Warp Goes Open-Source with a New AI-Powered Contribution Model
Warp, the terminal used by nearly one million developers, has gone open-source and introduced an AI agent system to help manage community contributions.

Warp, the modern terminal used by nearly one million developers, has gone open-source. The company made its full client codebase public on GitHub, letting anyone explore, contribute to, and shape the future of the tool.
Warp founder and CEO Zach Lloyd said the decision was driven by a simple belief: the best software is built with the people who use it. Developers had been asking for years to get involved, and now the company is making that possible.
What makes this release different from a typical open-source launch is how contributions are handled. Rather than relying purely on human pull requests, Warp uses AI agents to do much of the heavy work. When someone submits a bug or feature idea, an agent called Oz automatically triages the issue, writes a plan, implements code, and runs a review. Human contributors then focus on guiding the direction and checking the results.
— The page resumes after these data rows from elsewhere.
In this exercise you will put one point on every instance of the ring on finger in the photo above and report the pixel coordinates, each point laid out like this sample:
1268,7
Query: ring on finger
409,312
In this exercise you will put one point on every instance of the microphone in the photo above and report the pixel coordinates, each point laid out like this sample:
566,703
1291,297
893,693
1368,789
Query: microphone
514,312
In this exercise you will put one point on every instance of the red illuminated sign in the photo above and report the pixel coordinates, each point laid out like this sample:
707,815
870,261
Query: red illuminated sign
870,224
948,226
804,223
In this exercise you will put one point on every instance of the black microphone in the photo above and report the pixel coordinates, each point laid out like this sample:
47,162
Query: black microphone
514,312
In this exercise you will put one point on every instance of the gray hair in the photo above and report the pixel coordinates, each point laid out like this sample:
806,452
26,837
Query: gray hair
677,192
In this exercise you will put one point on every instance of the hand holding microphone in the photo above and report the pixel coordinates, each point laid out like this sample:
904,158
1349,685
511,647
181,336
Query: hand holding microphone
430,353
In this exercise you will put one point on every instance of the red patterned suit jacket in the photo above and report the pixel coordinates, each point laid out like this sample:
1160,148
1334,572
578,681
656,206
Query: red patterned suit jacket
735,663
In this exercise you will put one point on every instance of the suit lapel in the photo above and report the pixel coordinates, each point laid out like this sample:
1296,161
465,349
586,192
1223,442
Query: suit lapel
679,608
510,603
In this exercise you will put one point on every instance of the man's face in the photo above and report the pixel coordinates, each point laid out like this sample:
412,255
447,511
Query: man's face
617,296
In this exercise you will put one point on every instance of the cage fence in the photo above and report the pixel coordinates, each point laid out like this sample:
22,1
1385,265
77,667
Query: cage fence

OpenAI is the founding sponsor of the open-source repository, and the agents running behind the scenes are powered by GPT models.
The company also launched a live dashboard, where anyone can watch agents planning, coding, and reviewing in real time. A new feedback command inside Warp lets users report issues directly from the app, which then creates a GitHub issue automatically.
The roadmap is now public, and all discussions happen in the open. The codebase is licensed under AGPL v3, with MIT licensing for the UI framework components.